Чай разливала Маша, жена кузнеца, молодая женщина, с лицом симпатичным и грустным. Подле нее сидела старшая дочь, девочка лет двенадцати, белокурая, похожая на мать. Она играла про себя на большой звучной гитаре, которая закрывала почти всю ее хрупкую фигурку. Около стола ездил на игрушечном велосипеде шестилетний Володька, бутузый крепыш, с черными глазами, похожий на Федора Иваныча. В сарае слышались голоса других детей.

— Вот это хорошо вы сделали, что водки-то захватили! — сказал Федор Иваныч. — Хорошо выпить с устатку!

Он смачно выпил большую рюмку водки и покрутил головой, пережевывая свежий огурец.

— Я нынче за день столько ругался, братцы, столько ругался — и — их ты, боже мой!

— Знаем, — сказал слесарь. — Воевал — одно слово.

— Был у инспектора? — спросил телеграфист.

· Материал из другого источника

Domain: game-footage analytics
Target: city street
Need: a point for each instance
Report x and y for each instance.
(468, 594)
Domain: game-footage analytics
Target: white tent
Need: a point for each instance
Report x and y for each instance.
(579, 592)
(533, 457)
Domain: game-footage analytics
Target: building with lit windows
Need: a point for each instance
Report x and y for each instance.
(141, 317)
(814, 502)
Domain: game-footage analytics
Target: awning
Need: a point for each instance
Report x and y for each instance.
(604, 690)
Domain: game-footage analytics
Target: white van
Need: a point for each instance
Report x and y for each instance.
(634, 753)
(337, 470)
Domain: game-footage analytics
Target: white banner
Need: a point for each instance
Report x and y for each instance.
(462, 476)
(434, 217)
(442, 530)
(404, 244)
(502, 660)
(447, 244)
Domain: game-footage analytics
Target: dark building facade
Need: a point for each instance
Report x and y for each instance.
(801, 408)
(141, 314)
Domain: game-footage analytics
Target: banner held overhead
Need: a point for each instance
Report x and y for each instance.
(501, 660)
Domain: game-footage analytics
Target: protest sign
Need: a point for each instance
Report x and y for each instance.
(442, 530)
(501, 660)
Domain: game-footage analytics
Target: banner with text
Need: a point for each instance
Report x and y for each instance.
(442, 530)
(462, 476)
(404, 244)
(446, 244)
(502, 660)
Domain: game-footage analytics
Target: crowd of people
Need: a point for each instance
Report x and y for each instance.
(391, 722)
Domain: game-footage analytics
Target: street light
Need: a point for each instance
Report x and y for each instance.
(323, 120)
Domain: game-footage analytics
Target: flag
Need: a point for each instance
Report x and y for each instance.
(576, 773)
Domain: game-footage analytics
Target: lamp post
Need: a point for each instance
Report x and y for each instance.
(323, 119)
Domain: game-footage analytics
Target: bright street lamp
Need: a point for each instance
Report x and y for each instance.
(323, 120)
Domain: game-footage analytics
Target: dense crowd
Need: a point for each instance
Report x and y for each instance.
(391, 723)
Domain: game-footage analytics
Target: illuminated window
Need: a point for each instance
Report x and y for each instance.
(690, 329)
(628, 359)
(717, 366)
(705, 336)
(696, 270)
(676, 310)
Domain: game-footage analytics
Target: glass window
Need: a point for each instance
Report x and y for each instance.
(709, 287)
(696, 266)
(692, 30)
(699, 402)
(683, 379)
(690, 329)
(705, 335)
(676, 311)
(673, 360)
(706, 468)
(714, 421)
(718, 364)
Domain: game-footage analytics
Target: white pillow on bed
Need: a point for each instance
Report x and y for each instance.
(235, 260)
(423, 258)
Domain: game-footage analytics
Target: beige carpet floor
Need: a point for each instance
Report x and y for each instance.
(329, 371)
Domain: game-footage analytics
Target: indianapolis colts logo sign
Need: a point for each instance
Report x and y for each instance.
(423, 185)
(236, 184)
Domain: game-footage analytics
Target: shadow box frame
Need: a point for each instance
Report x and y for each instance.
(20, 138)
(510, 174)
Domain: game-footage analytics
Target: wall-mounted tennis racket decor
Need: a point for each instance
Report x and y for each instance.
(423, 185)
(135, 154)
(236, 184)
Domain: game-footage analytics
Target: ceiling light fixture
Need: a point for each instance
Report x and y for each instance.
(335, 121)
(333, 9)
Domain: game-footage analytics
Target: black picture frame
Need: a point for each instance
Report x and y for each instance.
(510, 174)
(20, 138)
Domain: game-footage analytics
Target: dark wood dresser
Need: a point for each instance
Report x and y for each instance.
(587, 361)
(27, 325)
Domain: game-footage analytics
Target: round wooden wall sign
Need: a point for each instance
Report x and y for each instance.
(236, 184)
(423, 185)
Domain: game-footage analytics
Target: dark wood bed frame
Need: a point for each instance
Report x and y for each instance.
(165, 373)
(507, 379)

Федор Иваныч выпил еще, плюнул и стал в лицах рассказывать о своих приключениях.

Гости слушали и выпивали.

Когда он кончил рассказ, слесарь, погладив бороду, сказал:

— Выгонят они тебя!

— А велика печаль! — возразил Федор Иваныч. — Видел, в какой квартире меня держат? А ведь скоро холода настанут. О чем жалеть-то? Вот еще! Была бы голова, а петля всегда найдется.

— Вот он завсегда так говорит, — вмешалась Маша. — Ни себя, ни семью свою не жалеет! Век живем — мучаемся! Хоть бы о детях вспомнил! А я так думаю; нехороший характер у него!

— Маша! — с пафосом вскричал Федор Иваныч. — Неужто я когда забывал о тебе? — Он ударил себя в грудь кулаком. — Ты всегда была для меня — моя жизнь, моя отрада!

Женское сердце Маши ни на минуту не устояло против этих страстных слов, она улыбнулась.

— А я так думаю, — сказал телеграфист, — у тебя, Федор, геройская натура! Без врагов и без сражений — тебе и жизнь не в жизнь! И каждому делу, каждому чувству ты отдаешься весь целиком, без раздумья! Тебе бы надо жить во времена Стеньки Разина! Ты — человек цельный, из одного куска! Ты даже и не знаешь, что значит иметь трещину в душе. «Через весь мир прошла великая трещина, весь мир расколот пополам, и мое сердце расколото!» — так сказал великий поэт Генрих Гейне.

— Ну, уж и герой! — язвил слесарь.

— Будьте перпендикулярны, выслушайте меня, — продолжал телеграфист, вставая и чокаясь. — Ты, Федор, человек без трещины в душе, созданный из всего здорового, ты стоишь на здоровой, твердой почве, а я, человек с расколотым сердцем, говорю тебе: валяй, не робь! Не позволяй наступать себе на горло! Не корись никому! Плюнь в морду твоим купцам! Вот! За твое здоровье! Будемте перпендикулярны, господа!